Prior to this, the FDA had received reports of T-cell malignancies, including lymphomas and leukemias, in patients treated with autologous CAR-T cell immunotherapy targeting BCMA or CD19, from both clinical trials and adverse event data of marketed CAR-T cell therapies.
The FDA has identified the risk of T-cell malignancies as applicable to all currently approved autologous CAR-T cell immunotherapies targeting BCMA or CD19. While T-cell malignancies have occurred in patients treated with these products, current analyses have not provided evidence of a causal relationship between CAR-T cell therapy and T-cell malignancies.

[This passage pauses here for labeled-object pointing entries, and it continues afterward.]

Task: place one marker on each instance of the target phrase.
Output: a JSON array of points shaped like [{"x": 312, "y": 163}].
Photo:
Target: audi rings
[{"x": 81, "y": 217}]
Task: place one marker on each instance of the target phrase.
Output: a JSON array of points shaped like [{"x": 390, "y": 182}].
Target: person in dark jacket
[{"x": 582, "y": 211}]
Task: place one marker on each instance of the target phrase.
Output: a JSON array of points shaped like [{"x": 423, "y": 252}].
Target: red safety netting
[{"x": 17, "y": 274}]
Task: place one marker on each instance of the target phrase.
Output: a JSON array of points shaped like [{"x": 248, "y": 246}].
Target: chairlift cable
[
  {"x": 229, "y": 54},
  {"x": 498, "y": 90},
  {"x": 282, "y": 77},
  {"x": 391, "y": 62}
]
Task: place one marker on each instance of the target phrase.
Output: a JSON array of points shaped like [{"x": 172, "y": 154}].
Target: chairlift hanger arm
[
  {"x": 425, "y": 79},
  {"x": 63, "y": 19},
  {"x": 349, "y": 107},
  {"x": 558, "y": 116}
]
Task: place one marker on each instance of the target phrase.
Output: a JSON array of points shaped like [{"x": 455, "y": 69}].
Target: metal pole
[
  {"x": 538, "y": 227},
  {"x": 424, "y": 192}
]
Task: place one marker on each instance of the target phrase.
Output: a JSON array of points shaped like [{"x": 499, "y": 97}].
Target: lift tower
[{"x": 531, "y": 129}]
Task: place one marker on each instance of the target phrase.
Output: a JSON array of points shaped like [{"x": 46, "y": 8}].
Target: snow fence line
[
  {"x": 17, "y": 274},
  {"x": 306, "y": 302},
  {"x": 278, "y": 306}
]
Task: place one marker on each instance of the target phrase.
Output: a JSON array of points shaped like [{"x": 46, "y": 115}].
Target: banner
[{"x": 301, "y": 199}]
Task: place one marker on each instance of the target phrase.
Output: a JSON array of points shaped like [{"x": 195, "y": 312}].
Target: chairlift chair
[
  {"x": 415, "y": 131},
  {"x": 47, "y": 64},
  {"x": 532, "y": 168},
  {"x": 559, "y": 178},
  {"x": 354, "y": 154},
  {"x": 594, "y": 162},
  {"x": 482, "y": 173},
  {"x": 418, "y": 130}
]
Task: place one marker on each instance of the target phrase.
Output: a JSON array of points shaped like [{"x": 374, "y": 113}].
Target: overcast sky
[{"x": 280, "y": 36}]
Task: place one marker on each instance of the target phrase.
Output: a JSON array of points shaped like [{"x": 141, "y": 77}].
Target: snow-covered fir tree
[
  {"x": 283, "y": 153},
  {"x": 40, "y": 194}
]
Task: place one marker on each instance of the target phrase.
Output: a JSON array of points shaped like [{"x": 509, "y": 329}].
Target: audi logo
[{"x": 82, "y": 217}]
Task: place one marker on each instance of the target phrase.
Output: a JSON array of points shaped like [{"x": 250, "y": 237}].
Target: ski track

The FDA advises ongoing monitoring for new malignancies in patients and clinical trial participants receiving CAR-T cell therapy. In case of new malignancies post-treatment, the FDA recommends reporting the adverse event to the developing company and obtaining patient samples for detecting the chimeric antigen receptor (CAR) transgene.
Novartis, along with Johnson & Johnson and Legend Biotech, has committed to updating the prescription information for their respective CAR-T cell therapies Kymriah (developed by Novartis) and Carvykti (developed by Johnson & Johnson and Legend Biotech) to include the risk of T-cell malignancies associated with CAR-T therapy.
Novartis also stated that, among over 10,000 patients treated with Kymriah, no causal relationship between the treatment and secondary malignancies has been identified, maintaining confidence in the therapy’s prospects.
Bristol Myers Squibb stated that it is currently evaluating the next steps regarding the addition of a black box warning to its two CAR-T cell therapies, Abecma and Breyanzi. No reports of secondary malignancies have been received from over 5,000 patients treated with these therapies, and no causal relationship with malignancies has been observed.
Gilead Sciences, the developer of Tecartus and Yescarta CAR-T therapies, expressed confidence in the overall safety of its products. These therapies have treated over 17,700 cancer patients, and there is currently no evidence suggesting a causal relationship between their use and the development of new malignancies. Gilead maintains stringent monitoring procedures and will fully cooperate with the FDA in analyzing data related to this investigation.
In summary, the FDA believes that the benefits of these CAR-T cell therapies still outweigh the potential risks, and while investigating the risk of T-cell malignancies related to treatment, the FDA does not intend to withdraw approval for these six CAR-T cell therapies.
The potential cancer risk associated with CAR-T cell therapy is believed to stem from the use of gene delivery vectors, specifically retroviral vectors. These vectors integrate their genetic material into the host cell genome, persisting with cell division, ensuring treatment stability. However, if the insertion site is near DNA sequences associated with cancer, there is a potential risk of inducing malignancies.
FDA has mandated a top-level black box warning for all marketed CAR-T therapies, citing a potential risk of inducing malignant T-cell tumors.